Lebowitz herself has enjoyed a life that most writers envy a great deal. She moved to New York in 1969 and soon began writing for magazines, among them, Andy Warhol’s Interview. Her first book, a collection of humor pieces entitled Metropolitan Life, was released in 1978 to critical acclaim and blockbuster-level sales. Social Studies, the follow-up, came around in 1981, and with the exception of a children’s book in 1995 and the odd magazine piece here and there, it would prove to be her final published work. In the years since, she’s made her living on the college lecture circuit, dropping bon mots about contemporary life, taking questions from a moderator or audience members about books, politics, culture: the kinds of topics that animate most good conversations. Through it all—and this is the part that especially makes writers’ mouths water—she’s managed to hover consistently at the edges of the public consciousness without having to publish a single word.

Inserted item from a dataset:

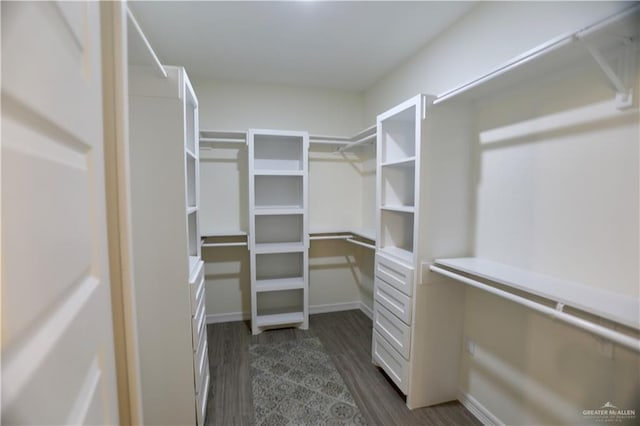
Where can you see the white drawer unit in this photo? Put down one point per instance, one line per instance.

This is no small feat. Most public intellectuals have to at least churn a book out from time to time to remind us why we ought to keep them around, but with Fran, we seem content simply to spend time in her company, which is partly what Pretend It’s a City allows us to do. The trouble is, that’s the most it seems interested in doing. Scorsese seems to have forgotten what made Lebowitz such an excellent documentary subject, and his ideas about her ideas seem only to have softened in the decade since Public Speaking. That documentary began with an anecdote about an art auction in which Fran concluded there is “no more suitable or potent image for our time than that of the blind art collector.” Pretend It’s a City begins with an audience question that tees Fran up for a rant about tourists walking too slowly on the sidewalk. Nowhere is the difference in the level of ambition between the two projects clearer.

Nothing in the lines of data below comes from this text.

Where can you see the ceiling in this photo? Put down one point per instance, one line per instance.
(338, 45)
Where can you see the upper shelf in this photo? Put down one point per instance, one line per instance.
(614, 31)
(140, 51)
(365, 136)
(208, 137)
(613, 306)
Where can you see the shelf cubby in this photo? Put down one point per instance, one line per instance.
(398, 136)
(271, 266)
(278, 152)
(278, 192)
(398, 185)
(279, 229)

In other words, where Public Speaking was a vessel for Fran’s ideas, Pretend It’s a City is a vessel for her sense of humor only. The former was about how fully she committed to her generation’s concept of what it means to be “a New Yorker,” the seeming impossibility that someone so committed would live to tell the tale, and the struggle to keep that spirit alive as the city increasingly prizes money and real estate above all other human values. The latter, meanwhile, has little on its mind beyond, “Aren’t Fran’s jokes about the subway great?”

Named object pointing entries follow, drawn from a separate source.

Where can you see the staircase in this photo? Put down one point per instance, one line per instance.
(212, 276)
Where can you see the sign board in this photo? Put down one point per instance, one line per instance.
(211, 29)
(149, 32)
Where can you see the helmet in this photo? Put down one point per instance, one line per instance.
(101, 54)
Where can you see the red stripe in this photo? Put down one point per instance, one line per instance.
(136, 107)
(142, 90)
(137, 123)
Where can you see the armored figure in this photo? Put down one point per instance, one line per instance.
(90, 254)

Whatever your personal answer to that question may be, it was never Fran’s ability to land a punchline that made her so intriguing to me. In Public Speaking, yes, she was funny, but she was funny for a writer. She was funny in the midst of talking about the impact of the AIDS Crisis. She was funny despite taking on a subject as humdrum as the arc of F. Scott Fitzgerald’s literary career. She was funny while at the same time discussing the ways policy decisions have affected cultural life in New York.
In Pretend It’s a City, she’s just funny. And even that depends on who you ask.